日本IBM「クビにしたい会社vs残りたい社員」裁判〜法廷の大バトルを完全再現

「できない社員」のクビを切るのは許されるのか?
週刊現代 プロフィール

'12年12月21日、東京地裁103号法廷には、定員を超える100人以上の傍聴希望者が詰めかけた。この日以降、翌'13年の夏にかけ、断続的に原告・被告双方の意見陳述が行われた。

原告である、解雇された5人の社員は、全員が40代~50代の「ベテラン」と呼ばれていい年代だ。まず、Aさん(当時49歳)は、概略こう主張した。

「私は'08年、当時所属していたSTH(セールス・トランザクション・ハブ。営業の後方支援事務を行う部署)で月間MVPを受賞しています。また、'09年にはチームリーダーから感謝状と盾も授与されるほど評価されてきました。

にもかかわらず、今年('12年)7月、具体的理由を告げられることなく解雇されたのです。長時間労働のせいで患っていたうつ病も、これによってさらに悪化しました。

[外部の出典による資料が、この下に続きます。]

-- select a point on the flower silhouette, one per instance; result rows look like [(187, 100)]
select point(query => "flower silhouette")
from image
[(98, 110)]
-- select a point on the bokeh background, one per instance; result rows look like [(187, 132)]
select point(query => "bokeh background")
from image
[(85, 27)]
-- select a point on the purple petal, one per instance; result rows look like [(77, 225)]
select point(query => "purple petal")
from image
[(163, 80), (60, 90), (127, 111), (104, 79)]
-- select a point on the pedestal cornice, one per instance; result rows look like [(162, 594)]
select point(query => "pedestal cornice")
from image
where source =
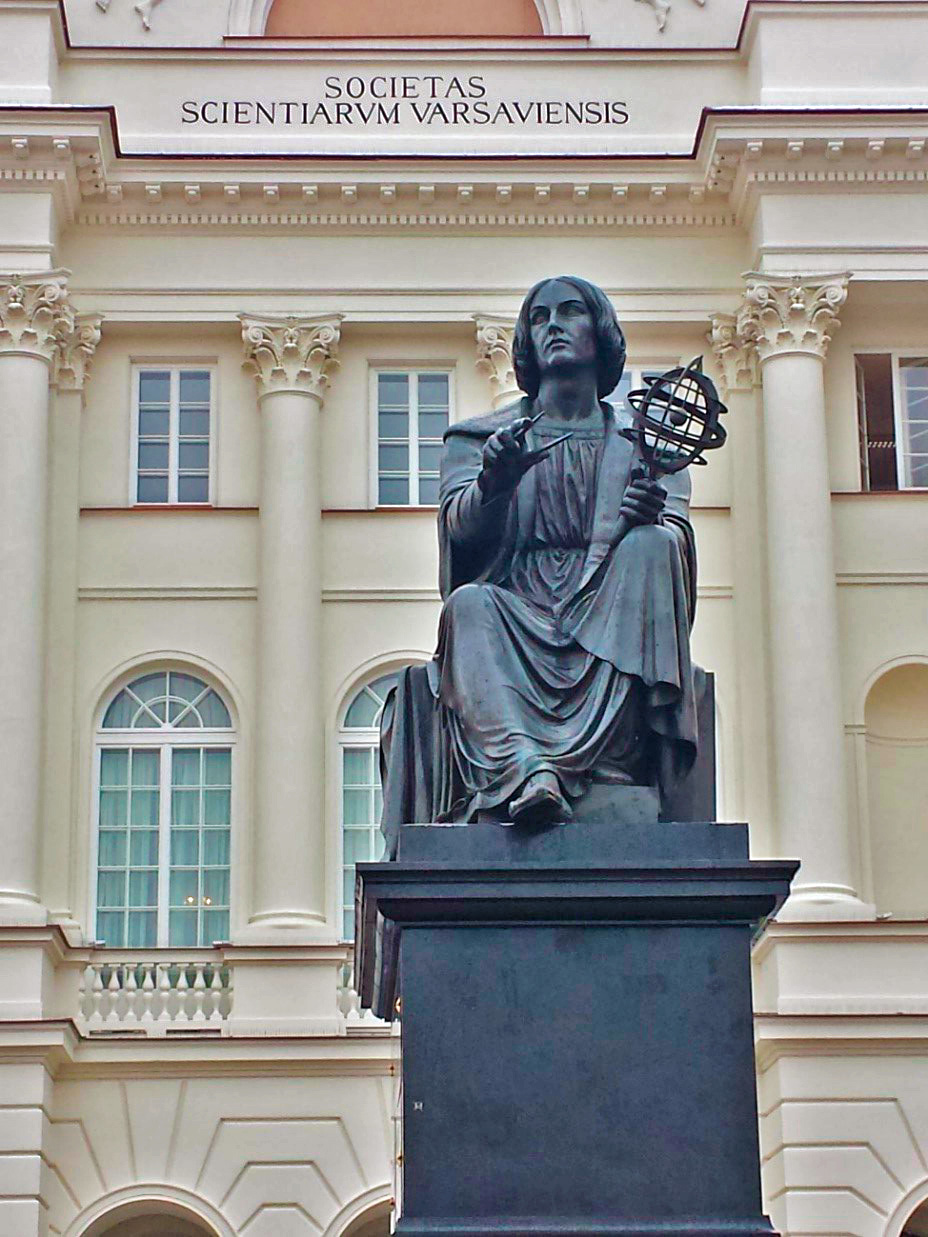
[(35, 313), (735, 354), (74, 354), (290, 353), (791, 313)]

収入を断たれ、食費は1食300円以内に切りつめています。同居して面倒を見ている両親にも、心配をかけている」

日本IBMには、「PBC(パーソナル・ビジネス・コミットメンツ)」と呼ばれる独特の人事評価システムがある。社員と上司が話し合って年初に目標を設定し、その達成度に応じて、上から順に1~4の評定が付けられる。これは相対評価で、3(貢献度が低く、業績の向上が必要)や4(極めて不十分な貢献)の評価を受けるのは、全社員の下位1割前後だ。原告にも、過去数年にわたって3~4の評価を受けた社員が多かった。

「2年連続で3以下の評価だった場合、『解雇候補者』と見なされ、さらに『業務改善のために指導したが、改善の見込みがないと判断した場合、解雇する』というのが会社側の主張です。今回の社員もその対象になったのだ、というのです」(原告代理人弁護士の東京法律事務所・水口洋介氏)

「パソコンは置いていけ」

続いて陳述したBさん(当時40歳)は、会社側の解雇のやり方について異議を述べた。いわゆる「ロックアウト解雇」のことである。

これは、ある日突然、上司や人事担当者に呼び出され、一方的に解雇を告げられるというものだ。今回判決の下った5人以外にも同様の裁判が進行中だが、その原告のひとりはこう語る。

「私の場合、ある日の午後3時半くらいに、いきなり直属の上司から『これから会議をします。たいへん重要な会議なので、出席できない場合は人事上の懲罰を行うことがあります。5時に会議室においでください』とメールが送られてきました。